Department of Public Safety Secretary Erik A. Hooks has named Wayne Woodard to be interim director of Private Protective Services. Woodard, a former director of both the Criminal Justice Standards Commission and Private Protective Services, assumed his new duties June 5.

Private Protective Services is the agency within the Department of Public Safety that supports the Private Protective Services and Alarms Systems Licensing Boards. The Boards are charged with administering the licensing, education and training requirements of the persons, firms, associations and corporations engaged in private protective services and alarms systems professions within North Carolina.

“Mr. Woodard has a wealth of experience with licensing boards and specifically with Private Protective Services,” said DPS Deputy Secretary Pam Cashwell. “We are pleased and excited to have someone with Mr. Woodard’s experience on our team to provide interim leadership for PPS as we complete a thorough search for a new permanent director and assistant director.”

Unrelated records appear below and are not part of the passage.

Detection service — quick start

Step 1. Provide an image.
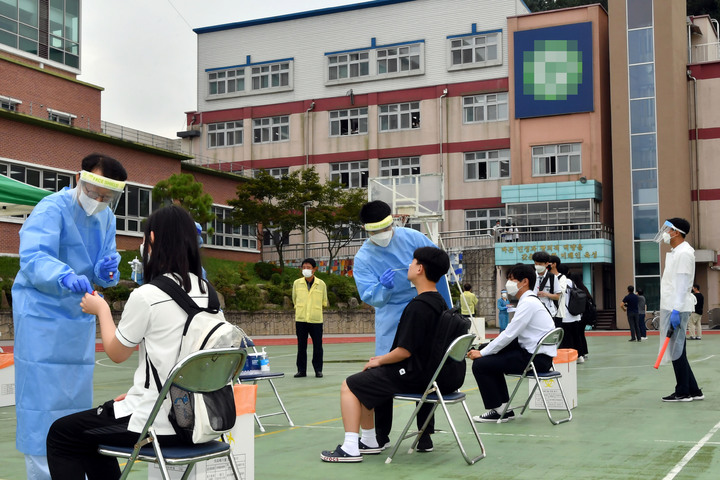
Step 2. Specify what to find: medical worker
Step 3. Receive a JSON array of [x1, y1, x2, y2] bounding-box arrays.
[[654, 218, 705, 402], [12, 154, 127, 480], [353, 200, 452, 451]]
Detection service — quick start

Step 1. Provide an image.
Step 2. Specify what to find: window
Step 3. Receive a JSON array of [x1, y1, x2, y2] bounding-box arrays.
[[206, 205, 257, 250], [253, 115, 290, 143], [463, 93, 508, 123], [252, 62, 290, 90], [465, 148, 510, 182], [450, 32, 500, 67], [532, 143, 582, 176], [327, 52, 370, 80], [208, 120, 243, 148], [330, 107, 367, 137], [330, 160, 368, 188], [377, 44, 420, 75], [380, 102, 420, 132], [380, 157, 420, 177], [208, 68, 245, 95]]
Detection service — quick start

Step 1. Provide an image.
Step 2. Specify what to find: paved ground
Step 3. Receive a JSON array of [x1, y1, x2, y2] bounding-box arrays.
[[0, 331, 720, 480]]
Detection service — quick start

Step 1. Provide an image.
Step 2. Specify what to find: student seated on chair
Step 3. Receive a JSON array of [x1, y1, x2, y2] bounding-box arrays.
[[320, 247, 450, 462], [468, 264, 557, 422], [47, 205, 208, 480]]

After serving in the military, Woodard joined the High Point Police Department and worked in a variety of positions for more than nine years. Starting in 1983, he was employed with the NC Department of Justice, serving first as a criminal justice training coordinator at the Justice Academy in Salemburg, where he was the director of the Basic Law Enforcement Training program and the curriculum development coordinator for the state-mandated course. Woodard later served as an associate director at the Criminal Justice Standards Division in Raleigh. In that role, he was responsible for all training mandated by the Commission, which included certification of training schools, courses, instructors and all radar operators in the state.

Woodard then served as executive director for the Auctioneer Licensing Board for nine years. He returned to NC DOJ as director of Private Protective Services. Woodard left PPS when he was appointed to serve as director of the Criminal Justice Standards Division, and in that role served as director of the Criminal Justice Standards Commission. Woodard is now retired, but has returned to state government several times to support various state agencies on an interim basis. Most recently, he served as interim director of the Auctioneer Licensing Board for six months and managed their process to hire a new director.

Woodard received a bachelor’s degree in Administration of Justice from Guilford College.